With all the recent fanfare paid to wireless data and applications alike, one might begin to wonder if the horizon for wired broadband is simply fading to a bleak mural of a yesteryear gone by. Not so, if companies like AT&T and Verizon have a say. New capital investments and a stealth retooling of their operational systems could imply that wireline carriers recognize the strategic value of ownership in the broadband last mile.
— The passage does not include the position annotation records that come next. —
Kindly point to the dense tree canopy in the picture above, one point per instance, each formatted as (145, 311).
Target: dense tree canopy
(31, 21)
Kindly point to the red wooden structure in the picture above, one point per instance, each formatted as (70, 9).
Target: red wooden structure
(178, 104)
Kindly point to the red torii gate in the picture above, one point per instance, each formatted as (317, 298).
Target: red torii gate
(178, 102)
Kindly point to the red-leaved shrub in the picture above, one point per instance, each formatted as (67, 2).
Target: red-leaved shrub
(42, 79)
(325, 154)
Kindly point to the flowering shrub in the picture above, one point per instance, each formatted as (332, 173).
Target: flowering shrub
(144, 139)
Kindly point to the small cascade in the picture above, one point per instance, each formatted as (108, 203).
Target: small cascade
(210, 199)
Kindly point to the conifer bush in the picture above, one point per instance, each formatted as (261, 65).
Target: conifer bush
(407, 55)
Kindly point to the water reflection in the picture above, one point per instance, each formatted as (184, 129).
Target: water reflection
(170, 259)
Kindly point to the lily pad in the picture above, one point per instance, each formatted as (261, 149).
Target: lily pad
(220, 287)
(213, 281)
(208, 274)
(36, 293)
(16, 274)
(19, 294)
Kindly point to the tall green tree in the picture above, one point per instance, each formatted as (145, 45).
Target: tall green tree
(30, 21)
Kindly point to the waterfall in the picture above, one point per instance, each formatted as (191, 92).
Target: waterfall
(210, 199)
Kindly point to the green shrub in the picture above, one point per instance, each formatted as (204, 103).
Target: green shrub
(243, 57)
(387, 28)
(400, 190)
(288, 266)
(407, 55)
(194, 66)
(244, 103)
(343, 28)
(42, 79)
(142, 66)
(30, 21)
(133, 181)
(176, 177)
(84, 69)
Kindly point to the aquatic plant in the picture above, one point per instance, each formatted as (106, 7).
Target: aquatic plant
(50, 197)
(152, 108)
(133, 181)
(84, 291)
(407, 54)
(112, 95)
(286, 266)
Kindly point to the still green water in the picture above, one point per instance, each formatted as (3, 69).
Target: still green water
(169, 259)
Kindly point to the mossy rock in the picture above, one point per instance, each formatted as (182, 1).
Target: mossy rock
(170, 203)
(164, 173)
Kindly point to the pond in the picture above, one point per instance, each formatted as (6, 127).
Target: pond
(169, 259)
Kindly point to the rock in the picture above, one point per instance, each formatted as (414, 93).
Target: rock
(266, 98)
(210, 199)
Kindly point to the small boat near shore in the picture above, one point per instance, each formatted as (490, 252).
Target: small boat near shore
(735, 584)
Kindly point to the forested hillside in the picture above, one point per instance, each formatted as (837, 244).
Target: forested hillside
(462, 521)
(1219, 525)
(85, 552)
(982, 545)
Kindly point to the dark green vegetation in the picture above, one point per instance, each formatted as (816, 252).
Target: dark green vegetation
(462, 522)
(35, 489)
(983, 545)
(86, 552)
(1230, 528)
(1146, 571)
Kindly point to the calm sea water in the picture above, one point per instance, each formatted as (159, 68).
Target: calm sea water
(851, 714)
Adding new subscribers has proven challenging for most operators, especially in light of a downturn in discretionary spending for services among U.S. domestic households since Q2, 2008. The inflection point in Q1, 2009, however, shows a reversal in consumer behavior as many opt to consolidate services such as cable content, VoIP over TDM wires, and services that ante up better utility of telecom purchases. A positive uptick in momentum for bundling voice and data, along with digital content services, is turning a new corner on just how consumers plan to slog through the recession while staying connected. Clearly, this ebb of stagnate consumerism is different by the way in which consumers value the telecom influence.

In a nationally syndicated survey of U.S. households in March, nearly 23.1 percent of the respondents stated that they would go without another commonplace service such as cable television, landscape maintenance, or weekly newspaper delivery before letting go of their broadband connection. The strong sentiment of bias toward broadband says something about America's reliance on connectivity to drive their own personal economy-and a marked degree of success that carrier's have made in capturing consumer wallets.
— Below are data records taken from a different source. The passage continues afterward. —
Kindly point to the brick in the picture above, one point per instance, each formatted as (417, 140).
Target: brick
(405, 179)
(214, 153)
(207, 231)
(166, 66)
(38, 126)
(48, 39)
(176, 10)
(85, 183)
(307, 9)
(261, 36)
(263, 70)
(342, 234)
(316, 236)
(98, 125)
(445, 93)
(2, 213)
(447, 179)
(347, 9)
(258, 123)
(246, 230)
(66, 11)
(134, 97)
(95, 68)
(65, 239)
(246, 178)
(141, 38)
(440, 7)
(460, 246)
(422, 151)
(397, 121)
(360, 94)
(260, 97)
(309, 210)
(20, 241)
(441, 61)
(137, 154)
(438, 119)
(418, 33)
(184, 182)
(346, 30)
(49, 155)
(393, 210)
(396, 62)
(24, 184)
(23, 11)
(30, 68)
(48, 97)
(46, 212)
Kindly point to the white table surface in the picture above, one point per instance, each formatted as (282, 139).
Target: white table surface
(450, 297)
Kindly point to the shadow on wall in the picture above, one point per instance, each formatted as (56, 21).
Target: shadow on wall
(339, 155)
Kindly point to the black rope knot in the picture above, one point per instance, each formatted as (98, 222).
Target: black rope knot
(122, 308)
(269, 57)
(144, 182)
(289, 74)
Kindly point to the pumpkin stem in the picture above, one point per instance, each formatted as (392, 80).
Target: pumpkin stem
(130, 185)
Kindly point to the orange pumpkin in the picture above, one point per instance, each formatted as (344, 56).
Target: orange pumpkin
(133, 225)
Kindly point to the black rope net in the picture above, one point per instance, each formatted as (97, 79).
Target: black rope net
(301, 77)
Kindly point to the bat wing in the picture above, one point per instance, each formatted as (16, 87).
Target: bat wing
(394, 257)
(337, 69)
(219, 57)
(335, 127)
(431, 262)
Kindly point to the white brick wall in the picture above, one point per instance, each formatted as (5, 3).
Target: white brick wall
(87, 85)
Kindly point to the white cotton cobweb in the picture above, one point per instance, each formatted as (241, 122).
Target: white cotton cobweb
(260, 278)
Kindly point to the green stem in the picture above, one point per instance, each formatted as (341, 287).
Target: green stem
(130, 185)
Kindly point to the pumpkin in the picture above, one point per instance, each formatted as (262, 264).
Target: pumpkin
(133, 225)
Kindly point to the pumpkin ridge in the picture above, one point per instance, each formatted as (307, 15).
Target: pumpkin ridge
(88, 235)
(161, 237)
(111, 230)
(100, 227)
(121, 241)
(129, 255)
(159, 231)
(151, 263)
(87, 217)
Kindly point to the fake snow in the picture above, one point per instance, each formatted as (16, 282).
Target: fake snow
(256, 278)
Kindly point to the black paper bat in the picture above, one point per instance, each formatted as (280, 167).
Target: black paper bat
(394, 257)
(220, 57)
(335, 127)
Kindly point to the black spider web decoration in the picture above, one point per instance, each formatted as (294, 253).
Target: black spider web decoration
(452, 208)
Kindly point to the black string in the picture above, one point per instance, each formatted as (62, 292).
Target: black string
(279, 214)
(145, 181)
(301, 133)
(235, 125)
For this to continue, operators must ensure that investments in IP-based architecture and fiber continue to deliver the results of profitability and adoptions that many naysayers said could not happen in a relatively short window. Just this week, AT&T announced their expansion of U-verse branded bundling in Florida with upgrade to a voice package on the heels of its 2008 TV launch. Tapping into the demand for consolidated billing of broadband, wireless, and television, the carrier is pushing the envelope of a phenomenon we label a master reference account (MRA) provider-where customers select to buy otherwise individual services from a sole-source entity.
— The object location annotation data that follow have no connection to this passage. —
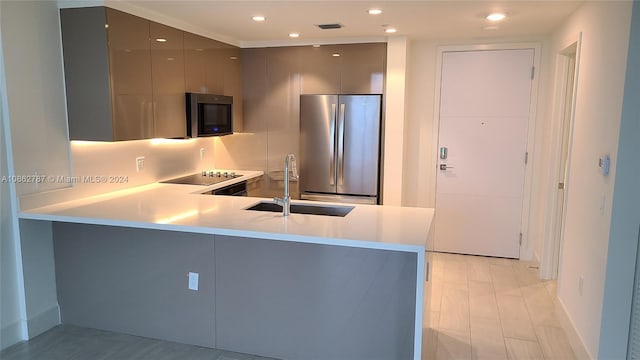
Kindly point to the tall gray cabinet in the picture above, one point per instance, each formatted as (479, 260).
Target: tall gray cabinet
(126, 76)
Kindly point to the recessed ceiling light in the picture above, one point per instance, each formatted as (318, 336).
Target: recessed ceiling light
(496, 16)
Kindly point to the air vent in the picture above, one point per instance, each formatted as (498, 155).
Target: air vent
(330, 26)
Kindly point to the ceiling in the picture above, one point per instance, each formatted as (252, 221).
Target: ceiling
(453, 19)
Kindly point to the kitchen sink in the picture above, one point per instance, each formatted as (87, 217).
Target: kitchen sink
(332, 210)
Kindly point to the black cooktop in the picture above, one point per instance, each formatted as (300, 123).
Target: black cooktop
(204, 179)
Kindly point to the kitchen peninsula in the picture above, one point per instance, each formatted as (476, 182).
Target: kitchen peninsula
(302, 286)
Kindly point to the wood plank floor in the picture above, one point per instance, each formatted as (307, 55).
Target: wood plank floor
(480, 308)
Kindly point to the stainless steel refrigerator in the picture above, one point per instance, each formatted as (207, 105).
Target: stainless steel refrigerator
(340, 148)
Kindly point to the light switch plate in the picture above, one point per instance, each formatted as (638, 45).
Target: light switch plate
(139, 163)
(193, 281)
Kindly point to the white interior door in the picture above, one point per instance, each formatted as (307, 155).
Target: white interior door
(484, 113)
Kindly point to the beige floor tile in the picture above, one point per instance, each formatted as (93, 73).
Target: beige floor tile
(429, 343)
(554, 343)
(478, 269)
(541, 307)
(552, 288)
(515, 318)
(453, 345)
(454, 311)
(501, 261)
(525, 275)
(455, 271)
(504, 280)
(523, 350)
(486, 339)
(482, 300)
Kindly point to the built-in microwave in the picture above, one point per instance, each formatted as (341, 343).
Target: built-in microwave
(209, 115)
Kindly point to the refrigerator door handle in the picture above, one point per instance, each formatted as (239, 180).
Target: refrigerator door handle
(332, 155)
(341, 145)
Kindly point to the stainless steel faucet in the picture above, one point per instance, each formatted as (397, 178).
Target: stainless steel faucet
(285, 201)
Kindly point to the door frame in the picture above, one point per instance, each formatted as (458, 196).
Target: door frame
(526, 250)
(552, 244)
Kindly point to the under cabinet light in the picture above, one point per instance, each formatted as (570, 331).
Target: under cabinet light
(496, 16)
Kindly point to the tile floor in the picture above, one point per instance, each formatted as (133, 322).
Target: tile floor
(491, 308)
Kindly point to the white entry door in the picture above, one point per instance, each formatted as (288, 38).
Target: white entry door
(484, 114)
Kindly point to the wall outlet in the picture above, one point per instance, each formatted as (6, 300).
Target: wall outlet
(580, 285)
(139, 163)
(193, 281)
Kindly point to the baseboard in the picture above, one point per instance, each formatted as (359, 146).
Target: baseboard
(569, 328)
(44, 321)
(11, 334)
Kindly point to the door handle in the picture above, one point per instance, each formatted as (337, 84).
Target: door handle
(341, 145)
(443, 153)
(332, 155)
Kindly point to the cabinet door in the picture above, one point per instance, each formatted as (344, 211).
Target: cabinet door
(167, 65)
(130, 65)
(233, 83)
(321, 70)
(195, 67)
(363, 68)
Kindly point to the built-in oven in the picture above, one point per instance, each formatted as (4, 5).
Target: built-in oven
(239, 189)
(209, 115)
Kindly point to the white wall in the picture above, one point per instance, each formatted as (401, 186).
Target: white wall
(11, 325)
(394, 121)
(37, 110)
(605, 35)
(624, 236)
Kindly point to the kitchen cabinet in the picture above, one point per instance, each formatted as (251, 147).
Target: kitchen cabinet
(320, 70)
(126, 76)
(107, 64)
(214, 67)
(130, 72)
(363, 68)
(344, 69)
(168, 81)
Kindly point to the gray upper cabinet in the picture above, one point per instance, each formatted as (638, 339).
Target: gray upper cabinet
(126, 76)
(107, 63)
(131, 86)
(168, 80)
(214, 67)
(344, 69)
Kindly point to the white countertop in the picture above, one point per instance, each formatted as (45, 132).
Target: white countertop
(183, 208)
Taken a few steps further, the broadband consumer portal lays the groundwork for a commerce base that few other than VISA or MasterCard can rival. That is why the strategic imperative of wired broadband makes sense-driving liquidity through quality access to the premises with network-afforded services while capturing wallet share. The return on assets (ROA) scenario for the existing infrastructure and expansive new FTTx nodes rests on future revenue mining opportunities.  Whether it be fiber in the ground, or updated remote terminal facilities, the operator's core goal hinges upon subscriber ownership and service capacity.

Commenting to questions addressed at an analyst presentation, Verizon believes firmly in the past decade of its FiOS (Fiber-Optic Television) investments as we now see the average monthly bills eclipse $130 despite an otherwise negative quarter of consumerism retreat.  Perhaps this speaks to the relative affluence of communities with the FiOS service, but the road ahead is winding the path of conservative expansion in those areas best-served with delivery capability. And that brings with it data that either affirms or refutes the notion that wired access matters in the next phase of connected networks.

From our vantage point, wired and wireless broadband will indeed synergistically morph together in the not too distant era of true convergence. But rather the hand to be won stands on how strong competing access technology cards are played in favor of the consumer preference.

Frank J. Bernhard is a technology economist and managing principal for OMNI Consulting Group's telecommunications practice based in Davis, California.